Librero sin remordimiento
Por Diego Aristizábal
Esta semana Alejandro Torres de la librería Árbol de Tinta me volvió a sorprender.
“Tengo algo que te puede interesar”, me dijo, y sacó nada más y nada menos que la primera edición de El remordimiento de Fernando González. Yo, que no soy muy amigo de las primeras ediciones porque casi siempre son costosas, observé con cuidado ese librito que a pesar de los quiebres en el lomo y la portada, algunos rasgos de humedad en sus hojas, el desgaste natural del tiempo: casi 80 años encima, estaba intacto.
Abrí sus páginas y volví a leer un aparte de esa carta aclaratoria de Fernando González que dice: “Tú dices que mi libro, tal como nació, es pornográfico e ilegible, y yo te contesto que pornográfica es toda Suramérica hijo de clérigos, hombres tapados por la vergüenza a la vida. Por eso, nuestra raza es estéril, avergonzada: raza de hombres que hacen las cosas y se esconden, avergonzados de estar vivos. Miguelángel y yo sentimos todos los instintos agrandados y no hacemos nada perverso; creamos seres con pechos, pene, ano, piernas, brazos, pies y manos, tronco y cabeza”. Recordé la historia de mademoiselle Tony, las reflexiones profundas del narrador sobre la lucha por dejar a un lado la carne para poder crecer en el espíritu: “El hombre asciende en virtud del remordimiento”, aunque luego diga: “Entiéndase que lo que me está matando es el remordimiento de haber dejado virgen a la vida”.
Apenas volví en sí levanté la cabeza y me topé con la pared de libros y con un silencio momentáneo que amplificó en mi mente la frase: “Sin el mecanismo del remordimiento, el hombre no sería el que es. Sería un ser tranquilo, sin porvenir, como el caballo”. Fue entonces cuando mi librero me dijo: “Ese libro es tuyo”. Claro que quería que fuera mío pero los cálculos hipotéticos en mi cabeza no me daban. Sin entender la situación, todavía abstraído estúpidamente en la profundidad del remordimiento, en los vericuetos de la moral y de los santos que también se han creído malos, no quería preguntar cuánto valdría, no quería quedarme sin dinero cuando todavía le faltaban tantos días al mes. Sin imaginármelo Alejandro agregó: “El libro no tiene ningún costo, es tuyo”. Sentí vergüenza mas no remordimiento.

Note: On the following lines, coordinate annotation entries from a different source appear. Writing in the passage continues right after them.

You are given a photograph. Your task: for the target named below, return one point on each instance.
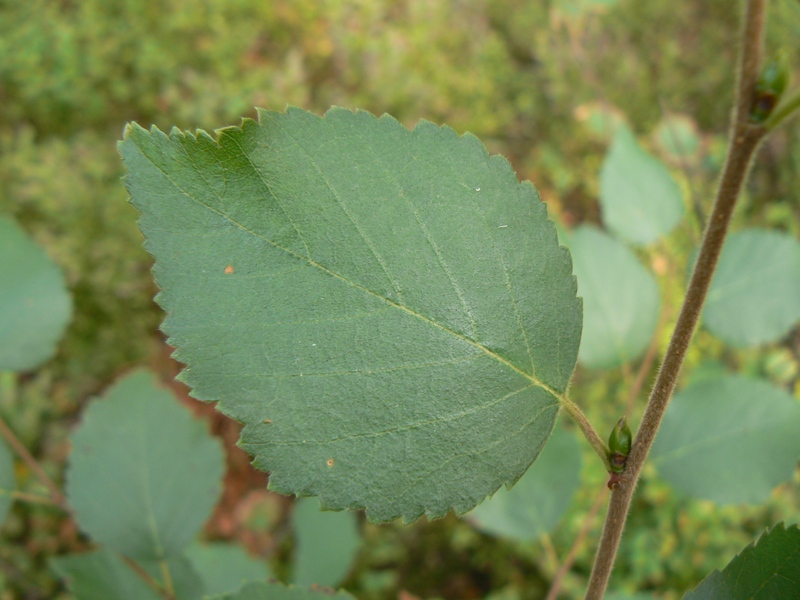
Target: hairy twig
(598, 445)
(745, 139)
(588, 523)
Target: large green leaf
(143, 475)
(621, 300)
(325, 543)
(104, 575)
(101, 575)
(34, 303)
(537, 502)
(8, 480)
(755, 295)
(276, 591)
(388, 311)
(224, 567)
(731, 440)
(766, 570)
(639, 198)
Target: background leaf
(766, 570)
(101, 575)
(224, 567)
(143, 475)
(621, 300)
(276, 591)
(755, 295)
(7, 480)
(678, 138)
(639, 198)
(35, 305)
(325, 543)
(539, 499)
(731, 440)
(375, 304)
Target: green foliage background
(526, 77)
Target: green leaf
(8, 480)
(730, 440)
(276, 591)
(755, 294)
(388, 311)
(101, 575)
(620, 298)
(639, 198)
(35, 305)
(143, 475)
(224, 567)
(678, 138)
(537, 502)
(766, 570)
(186, 580)
(325, 543)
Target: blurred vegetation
(537, 81)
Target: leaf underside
(766, 570)
(387, 311)
(730, 439)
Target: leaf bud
(770, 86)
(619, 446)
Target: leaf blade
(143, 475)
(35, 305)
(766, 569)
(730, 440)
(378, 243)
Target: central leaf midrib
(534, 380)
(408, 426)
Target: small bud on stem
(770, 86)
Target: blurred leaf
(224, 567)
(276, 591)
(540, 498)
(325, 543)
(640, 200)
(143, 475)
(620, 299)
(601, 119)
(375, 304)
(755, 295)
(766, 570)
(7, 480)
(577, 8)
(101, 575)
(730, 440)
(35, 305)
(678, 138)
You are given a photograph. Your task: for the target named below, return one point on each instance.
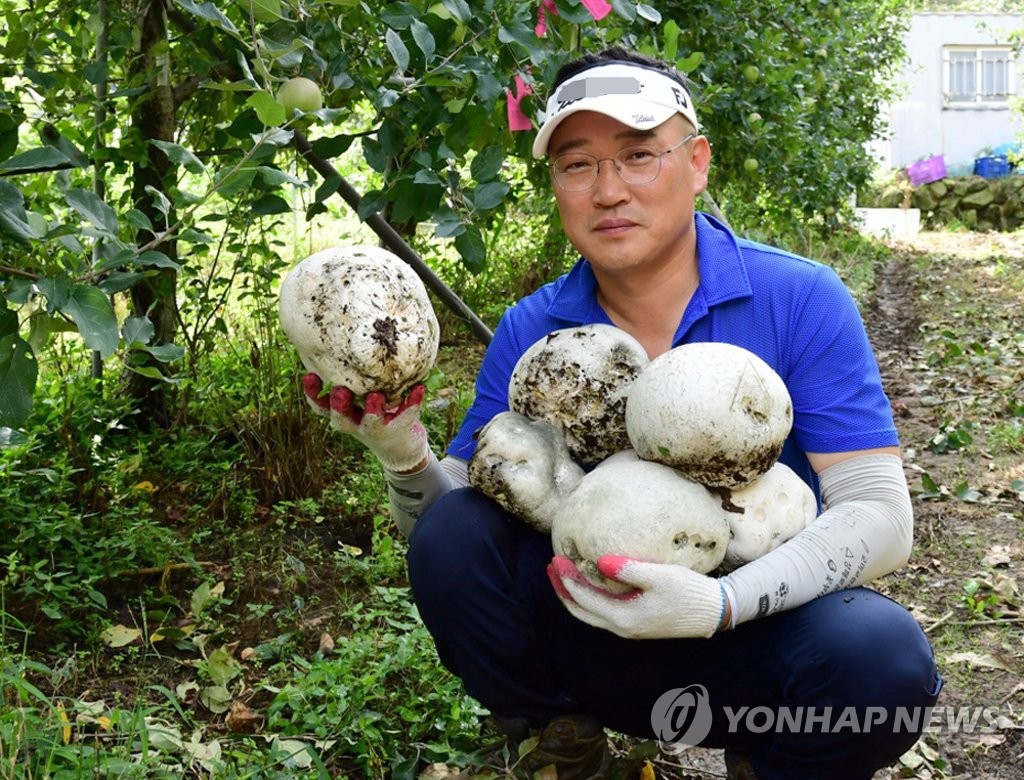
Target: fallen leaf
(119, 636)
(978, 660)
(997, 556)
(326, 644)
(241, 720)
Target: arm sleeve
(865, 531)
(412, 494)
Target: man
(793, 633)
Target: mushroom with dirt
(360, 317)
(625, 506)
(576, 379)
(716, 412)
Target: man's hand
(668, 601)
(396, 436)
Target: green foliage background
(146, 165)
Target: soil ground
(946, 319)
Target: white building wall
(920, 124)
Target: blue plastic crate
(991, 167)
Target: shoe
(738, 767)
(574, 745)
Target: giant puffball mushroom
(764, 514)
(576, 379)
(625, 506)
(643, 510)
(716, 412)
(524, 466)
(360, 317)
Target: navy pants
(479, 579)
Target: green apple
(300, 93)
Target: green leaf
(18, 371)
(372, 203)
(270, 204)
(166, 353)
(13, 219)
(153, 258)
(210, 12)
(269, 112)
(221, 666)
(235, 181)
(424, 39)
(180, 156)
(8, 322)
(649, 12)
(41, 159)
(399, 53)
(137, 331)
(691, 62)
(487, 164)
(460, 10)
(471, 248)
(94, 316)
(489, 196)
(91, 207)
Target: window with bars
(978, 76)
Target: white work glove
(396, 436)
(669, 601)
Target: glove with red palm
(667, 601)
(395, 436)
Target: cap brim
(633, 113)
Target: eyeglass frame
(613, 159)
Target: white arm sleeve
(411, 494)
(865, 531)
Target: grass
(227, 598)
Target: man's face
(620, 226)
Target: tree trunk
(154, 116)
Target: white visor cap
(639, 96)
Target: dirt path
(946, 320)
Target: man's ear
(700, 163)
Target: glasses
(578, 171)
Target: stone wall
(978, 203)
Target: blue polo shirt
(795, 313)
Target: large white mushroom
(716, 412)
(625, 506)
(361, 318)
(576, 379)
(524, 466)
(764, 514)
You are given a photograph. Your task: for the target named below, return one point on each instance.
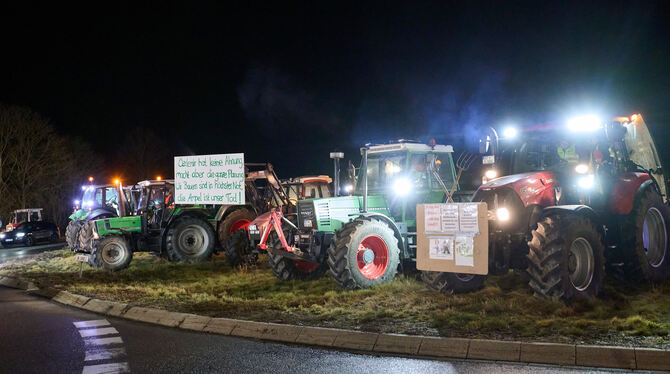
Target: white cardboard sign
(209, 179)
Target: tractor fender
(626, 188)
(394, 226)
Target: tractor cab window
(112, 198)
(21, 217)
(383, 168)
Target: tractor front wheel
(111, 253)
(364, 253)
(237, 220)
(238, 250)
(646, 254)
(566, 258)
(72, 234)
(86, 236)
(190, 239)
(449, 283)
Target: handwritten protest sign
(209, 179)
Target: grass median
(504, 309)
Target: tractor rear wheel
(72, 234)
(237, 220)
(449, 283)
(287, 269)
(190, 239)
(645, 253)
(566, 258)
(364, 253)
(238, 250)
(86, 236)
(111, 253)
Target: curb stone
(424, 346)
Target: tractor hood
(532, 188)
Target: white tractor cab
(24, 215)
(308, 187)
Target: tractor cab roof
(155, 182)
(406, 145)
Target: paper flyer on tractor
(209, 179)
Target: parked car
(29, 233)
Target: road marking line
(121, 367)
(94, 323)
(104, 341)
(97, 332)
(104, 354)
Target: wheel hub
(368, 256)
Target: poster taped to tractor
(209, 179)
(452, 238)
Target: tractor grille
(323, 213)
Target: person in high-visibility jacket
(567, 152)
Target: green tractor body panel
(118, 225)
(333, 212)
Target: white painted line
(97, 322)
(104, 354)
(104, 341)
(121, 367)
(97, 332)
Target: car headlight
(503, 214)
(402, 186)
(582, 168)
(586, 181)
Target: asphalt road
(40, 336)
(12, 253)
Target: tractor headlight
(402, 186)
(582, 168)
(586, 182)
(503, 214)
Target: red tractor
(571, 200)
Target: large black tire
(238, 249)
(72, 234)
(376, 262)
(566, 258)
(233, 222)
(449, 283)
(111, 253)
(86, 237)
(190, 239)
(645, 239)
(286, 269)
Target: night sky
(292, 82)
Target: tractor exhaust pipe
(336, 156)
(364, 167)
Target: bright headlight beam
(503, 214)
(586, 182)
(402, 186)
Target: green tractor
(96, 202)
(364, 238)
(182, 233)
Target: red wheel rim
(372, 257)
(306, 267)
(239, 224)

Mientras caminaba rumbo a casa pensé que definitivamente no hay nadie más altruista ni tampoco más preocupado porque el otro aprenda que un librero, incluso, poniendo en riesgo las finanzas de una librería.

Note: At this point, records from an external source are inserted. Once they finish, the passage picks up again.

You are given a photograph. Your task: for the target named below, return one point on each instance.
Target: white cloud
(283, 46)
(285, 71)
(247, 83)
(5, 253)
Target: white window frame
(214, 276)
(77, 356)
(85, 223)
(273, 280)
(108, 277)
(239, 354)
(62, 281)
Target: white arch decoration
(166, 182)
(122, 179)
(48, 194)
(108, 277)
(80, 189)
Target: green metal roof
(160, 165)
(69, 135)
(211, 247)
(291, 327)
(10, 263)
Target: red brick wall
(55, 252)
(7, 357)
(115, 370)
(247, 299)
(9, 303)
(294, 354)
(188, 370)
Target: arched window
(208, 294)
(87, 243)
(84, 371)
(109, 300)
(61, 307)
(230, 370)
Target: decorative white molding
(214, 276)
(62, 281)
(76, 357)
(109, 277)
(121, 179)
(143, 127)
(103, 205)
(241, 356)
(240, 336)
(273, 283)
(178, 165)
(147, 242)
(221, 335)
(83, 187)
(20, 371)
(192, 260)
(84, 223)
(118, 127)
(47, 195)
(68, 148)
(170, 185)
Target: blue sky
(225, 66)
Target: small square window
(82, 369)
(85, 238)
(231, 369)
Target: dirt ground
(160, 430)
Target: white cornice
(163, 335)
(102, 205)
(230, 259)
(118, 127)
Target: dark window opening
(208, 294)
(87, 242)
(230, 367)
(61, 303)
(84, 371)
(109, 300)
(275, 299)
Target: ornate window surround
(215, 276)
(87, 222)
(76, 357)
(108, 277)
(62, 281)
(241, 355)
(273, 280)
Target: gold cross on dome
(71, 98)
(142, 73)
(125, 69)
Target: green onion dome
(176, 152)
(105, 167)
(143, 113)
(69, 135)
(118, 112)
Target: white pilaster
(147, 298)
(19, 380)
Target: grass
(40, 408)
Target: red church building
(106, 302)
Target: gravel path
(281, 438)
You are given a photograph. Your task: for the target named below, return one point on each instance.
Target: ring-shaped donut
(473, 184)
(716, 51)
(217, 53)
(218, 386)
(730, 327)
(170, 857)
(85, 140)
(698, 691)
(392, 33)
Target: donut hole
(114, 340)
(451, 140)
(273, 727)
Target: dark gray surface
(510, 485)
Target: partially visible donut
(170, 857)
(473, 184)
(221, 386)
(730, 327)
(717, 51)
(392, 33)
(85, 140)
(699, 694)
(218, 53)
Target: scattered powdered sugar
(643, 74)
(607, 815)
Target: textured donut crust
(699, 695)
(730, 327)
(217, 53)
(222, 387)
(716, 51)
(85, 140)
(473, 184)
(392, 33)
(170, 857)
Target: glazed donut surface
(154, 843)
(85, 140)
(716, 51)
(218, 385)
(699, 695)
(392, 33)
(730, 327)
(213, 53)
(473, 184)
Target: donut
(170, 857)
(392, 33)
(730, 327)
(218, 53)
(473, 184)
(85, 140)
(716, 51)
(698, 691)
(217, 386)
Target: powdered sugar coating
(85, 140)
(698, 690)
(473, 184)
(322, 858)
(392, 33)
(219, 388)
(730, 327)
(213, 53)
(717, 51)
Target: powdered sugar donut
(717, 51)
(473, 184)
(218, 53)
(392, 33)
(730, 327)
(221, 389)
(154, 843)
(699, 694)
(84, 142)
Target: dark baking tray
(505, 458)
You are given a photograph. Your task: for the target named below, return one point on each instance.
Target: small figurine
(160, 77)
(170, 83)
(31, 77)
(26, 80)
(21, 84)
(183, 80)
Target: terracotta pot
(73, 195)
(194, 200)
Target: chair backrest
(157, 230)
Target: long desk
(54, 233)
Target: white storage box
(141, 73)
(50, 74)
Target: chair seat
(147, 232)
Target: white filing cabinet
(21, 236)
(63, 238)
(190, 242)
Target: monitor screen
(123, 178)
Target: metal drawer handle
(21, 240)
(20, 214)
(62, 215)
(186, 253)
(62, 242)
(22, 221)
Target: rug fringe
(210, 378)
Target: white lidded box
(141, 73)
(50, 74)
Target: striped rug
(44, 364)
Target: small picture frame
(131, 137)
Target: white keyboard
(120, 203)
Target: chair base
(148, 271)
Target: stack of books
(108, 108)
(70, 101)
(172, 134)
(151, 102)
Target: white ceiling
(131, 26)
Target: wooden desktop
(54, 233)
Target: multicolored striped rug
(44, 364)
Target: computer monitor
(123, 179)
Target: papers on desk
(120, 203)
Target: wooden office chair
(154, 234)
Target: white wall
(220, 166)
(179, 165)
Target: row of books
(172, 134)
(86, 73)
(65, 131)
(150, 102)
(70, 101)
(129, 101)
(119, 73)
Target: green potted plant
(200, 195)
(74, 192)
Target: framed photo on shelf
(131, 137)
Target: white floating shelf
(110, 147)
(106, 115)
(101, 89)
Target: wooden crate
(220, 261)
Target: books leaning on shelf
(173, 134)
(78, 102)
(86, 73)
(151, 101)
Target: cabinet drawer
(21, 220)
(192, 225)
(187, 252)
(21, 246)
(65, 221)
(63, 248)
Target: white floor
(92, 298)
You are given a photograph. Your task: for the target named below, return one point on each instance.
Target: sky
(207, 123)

Definitivamente el librero es aquel que mira el libro no como mercancía sino como depósito de cultura, esa es su esencia. Recordé entonces la anécdota que alguna vez me contó Alberto Aguirre: Un jovencito, que iba normalmente con su madre a la Librería Aguirre en Medellín, un día entró solo y se quedó horas absorto en la lectura de uno de los libros más bellos que se ha hecho en Colombia, las obras completas de León de Greiff editado por Aguirre. Después de un rato Alberto se le acercó al jovencito y lo único que le dijo fue que si le gustaba mucho ese libro se lo podía llevar para la casa. El jovencito, que era nada más y nada menos que el poeta Darío Jaramillo Agudelo, quedó sorprendido y feliz y se lo llevó. Al rato llegó la madre con el joven porque no entendía lo que había pasado. Alberto le dijo: “El que ama el libro lo toca y se apasiona por él porque intuye un contenido. Eso pasó con ese libro y con el joven, y como el libro es mío yo se lo regalé porque me dio la gana”.

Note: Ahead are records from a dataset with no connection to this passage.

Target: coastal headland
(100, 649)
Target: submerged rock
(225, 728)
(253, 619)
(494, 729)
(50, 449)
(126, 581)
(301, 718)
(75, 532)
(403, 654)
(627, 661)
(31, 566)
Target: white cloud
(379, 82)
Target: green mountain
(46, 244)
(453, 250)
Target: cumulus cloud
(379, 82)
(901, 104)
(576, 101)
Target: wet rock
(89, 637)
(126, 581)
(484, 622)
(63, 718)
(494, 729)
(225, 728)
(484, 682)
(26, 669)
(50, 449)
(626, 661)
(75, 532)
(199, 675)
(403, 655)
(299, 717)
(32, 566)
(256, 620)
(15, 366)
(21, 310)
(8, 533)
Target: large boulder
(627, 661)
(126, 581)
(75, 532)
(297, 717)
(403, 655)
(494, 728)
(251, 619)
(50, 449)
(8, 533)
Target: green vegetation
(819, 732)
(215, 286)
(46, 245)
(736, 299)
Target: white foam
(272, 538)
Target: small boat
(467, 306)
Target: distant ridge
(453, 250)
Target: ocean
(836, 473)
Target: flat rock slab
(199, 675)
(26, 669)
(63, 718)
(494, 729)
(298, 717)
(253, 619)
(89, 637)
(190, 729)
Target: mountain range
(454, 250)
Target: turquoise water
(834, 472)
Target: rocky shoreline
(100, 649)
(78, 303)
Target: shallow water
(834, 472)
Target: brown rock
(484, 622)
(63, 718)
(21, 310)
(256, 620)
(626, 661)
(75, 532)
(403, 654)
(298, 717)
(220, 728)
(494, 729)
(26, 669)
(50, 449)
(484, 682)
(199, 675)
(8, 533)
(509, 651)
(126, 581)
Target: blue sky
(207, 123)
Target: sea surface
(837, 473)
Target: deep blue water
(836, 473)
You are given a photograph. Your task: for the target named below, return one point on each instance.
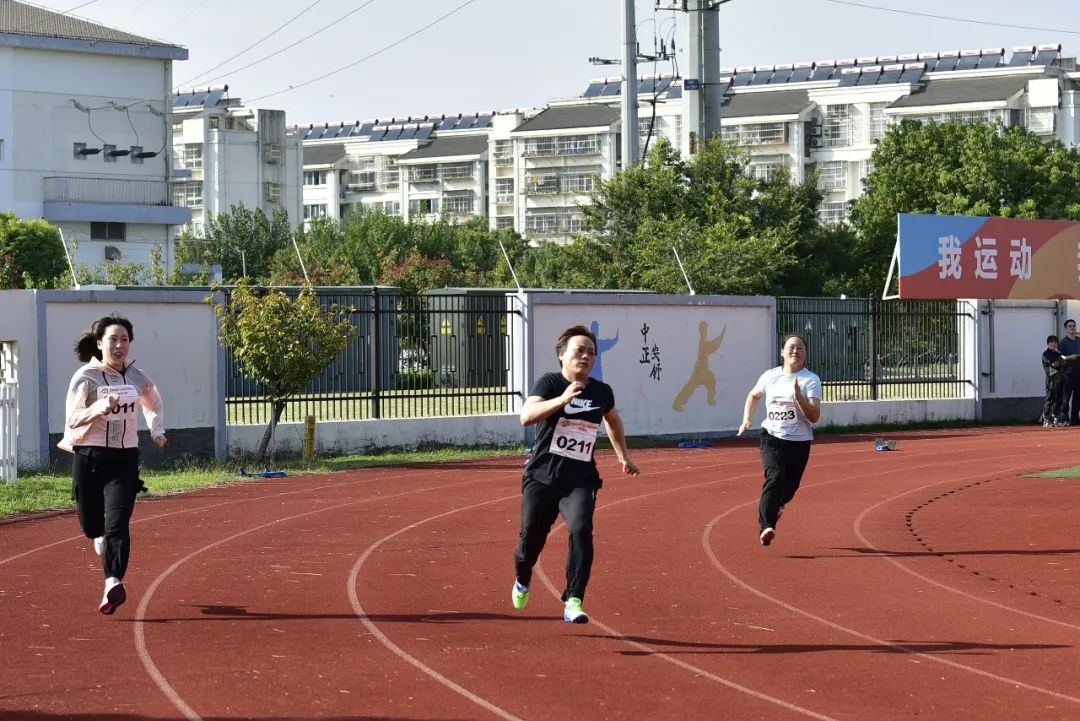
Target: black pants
(784, 462)
(541, 504)
(105, 483)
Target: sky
(487, 55)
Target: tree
(31, 253)
(957, 168)
(280, 342)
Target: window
(836, 130)
(833, 175)
(108, 231)
(503, 190)
(832, 213)
(1039, 121)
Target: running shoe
(520, 596)
(113, 597)
(574, 613)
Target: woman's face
(115, 345)
(794, 353)
(579, 357)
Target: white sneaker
(113, 596)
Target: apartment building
(228, 154)
(84, 133)
(813, 119)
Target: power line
(366, 57)
(954, 19)
(254, 44)
(291, 45)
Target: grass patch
(48, 491)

Ahora, de los tres mil ejemplares que imprimió el editor Arturo Zapata en Manizales en 1935 de El remordimiento, yo tengo uno. Intuyo desde luego una historia, un contenido. Me siento en un café del centro de Bogotá y vuelvo sobre el tema. “Hay que despertar la atención, la crítica, romper el hábito, abandonar la monotonía, para que nazca el remordimiento, acicate de la perfección. Al hacerlo, hay lucha interior. Hay sacudida”, leo, y poco a poco intento poner en “orden” mi conciencia.
Fuente:
El Espectador, lunes 18 de marzo de 2013, columna de opinión.